A poucos metros do Mar d’Estórias, na Avenida dos Descobrimentos, a sabedoria do mar e da história da nossa cidade está patente em fontes vivas – na imensidão de vivências de 40 pescadores Lacobrigenses. Lagos, terra de descobrimentos, de homens do mar, de enseadas douradas e águas cristalinas, conta com estes pescadores para partilhar as histórias de autenticidade vividas a bordo dos seus pequenos barcos tradicionais.

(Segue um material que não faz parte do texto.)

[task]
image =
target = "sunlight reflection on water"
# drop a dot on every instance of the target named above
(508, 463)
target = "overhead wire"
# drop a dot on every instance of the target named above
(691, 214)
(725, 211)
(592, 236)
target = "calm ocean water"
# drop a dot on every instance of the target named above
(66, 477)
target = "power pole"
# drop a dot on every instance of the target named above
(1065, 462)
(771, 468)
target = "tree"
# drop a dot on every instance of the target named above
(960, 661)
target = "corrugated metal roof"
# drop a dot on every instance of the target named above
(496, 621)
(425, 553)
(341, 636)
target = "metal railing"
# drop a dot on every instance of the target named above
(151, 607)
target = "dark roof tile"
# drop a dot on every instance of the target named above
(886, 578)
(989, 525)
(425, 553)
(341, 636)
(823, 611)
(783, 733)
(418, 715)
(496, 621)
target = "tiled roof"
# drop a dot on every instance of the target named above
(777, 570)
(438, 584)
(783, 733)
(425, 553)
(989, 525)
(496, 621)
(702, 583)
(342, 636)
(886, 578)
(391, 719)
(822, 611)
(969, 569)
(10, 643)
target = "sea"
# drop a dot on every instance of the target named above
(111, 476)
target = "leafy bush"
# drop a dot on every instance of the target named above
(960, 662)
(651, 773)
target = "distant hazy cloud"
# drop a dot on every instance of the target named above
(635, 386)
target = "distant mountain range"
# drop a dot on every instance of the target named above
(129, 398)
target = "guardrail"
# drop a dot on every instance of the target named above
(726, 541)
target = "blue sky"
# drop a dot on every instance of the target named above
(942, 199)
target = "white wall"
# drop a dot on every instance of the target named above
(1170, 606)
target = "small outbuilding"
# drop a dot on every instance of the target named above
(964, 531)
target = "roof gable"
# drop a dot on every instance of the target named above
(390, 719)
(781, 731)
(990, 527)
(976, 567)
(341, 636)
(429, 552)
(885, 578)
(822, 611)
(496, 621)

Na década de 60, para complementar a vida difícil da faina, alguns destes homens do mar limpavam cuidadosamente os seus barcos de madeira e começaram a dar a conhecer a costa d’oiro de Lagos, através de passeios às grutas. Muitos ainda mantêm a mesma rotina, com ligeiras alterações: “de madrugada lançávamos as artes; limpávamos o barco e vínhamos para a Praia da Dona Ana esperar que alguém quisesse ir às grutas, enquanto o sol estivesse alto. À noite ou na madrugada seguinte íamos recolher o pescado”, fala José Jorge; ao que Nuno Amantes acrescenta que “ainda esta manhã fui largar alguns alcatruzes para apanhar polvo”.

“O barco de madeira foi chão que já deu uva” menciona Isidro, mais conhecido por Cravinho: “fiz biscates com um barquinho de madeira do meu irmão, em 1976, na Praia da Dona Ana”. Os antigos barcos de madeira, baseados nas antigas caravelas dos descobrimentos, tiveram de ser gradualmente substituídos pelos tradicionais barcos de fibra: “fomos obrigados a deixá-los porque não tinham condições de encalhe, precisavam de muita manutenção e podiam romper se batessem numa pedra,” menciona Vítor Santos. Conta-se pelos dedos de uma mão os barcos de madeira que continuam no activo, como é o exemplo do Rio Alacem, com mais de 60 anos, que era uma “das enviadas de Alvor para carregar sardinha para as fábricas conserveiras”, assim como o que “carregava o andor da Nossa Sra. nas festas religiosas,” diz Isidro.

Os pequenos barcos tradicionais, agora em fibra, destinam-se apenas a fazer passeios marítimo-turísticos, com segurança e todos os elementos precisos para os manobrar: “com um barco largo as redes e depois pego no outro, que está limpinho, para os passeios.” Cravinho menciona que a “malta começou a juntar dinheiro [nos inícios dos anos 80], para comprar um barco de fibra” do qual não podem faltar as medidas de segurança e uma longa vara: “como trabalhamos na praia, onde o ponto de maré é muito baixo, temos de manobrar o barco entre a areia e as rochas, onde não nos é possível colocar a hélice do barco a trabalhar. Daí o uso deste pau para manobrar o barco para o sítio certo.”

Neste grupo de 40, Lucindo, de 86 anos, continua a mostrar e a ensinar os recantos da costa a quem queira inteirar-se da sua história! São perto de 50 anos de atividade nas grutas e mais de 70 como pescador. Este e os restantes elementos foram construindo as rotas pelo intrincado rendilhado de falésias, grutas esculpidas e pequenos areais, onde confessam que não foi por acaso a escolha dos nomes dos sítios que dão a conhecer: “Temos uma gruta que lhe chamamos a cozinha, porque quando vinham ventos fortes era o abrigo onde comíamos antes de nos fazermos à faina,” fala Vítor Santos.
Este complemento às pescas começou na Praia da Dona Ana, com os turistas do Hotel Golfinho, mas foi-se espalhando pela cidade em quatro pontos estratégicos: Avenida dos Descobrimentos, Cais da Solaria, Praia da Dona Ana e Ponta da Piedade: “em parceria com a Junta Autónoma dos Portos do Barlavento e o Capitão do Porto, por volta de 1986, foram organizados 4 postos de trabalho, pelo grupo dos 40, em modo rotativo”, fala Isidro.

A essência de Lagos foi e continua a ser criada por estes homens, pela sabedoria partilhada em cada passeio, mas não só! A sua condição humilde transmite o que há de mais autêntico, natural e genuíno, uma lição à imaginação de um tempo em que os pescadores por não saberem escrever contavam os passeios dando nós numa corda: “cada nó era uma viagem; dois nós seguidos representavam uma viagem com quatro pessoas,” refere José Jorge. São chefes de família que conseguiram, por este meio, proporcionar aos seus filhos um futuro melhor. São os mesmos que têm em si um enraizado sentimento de pertença e orgulho em fazer parte deste grupo e de ter feito vida em Lagos: “A cultura? Estamos a vivê-la todos os dias!”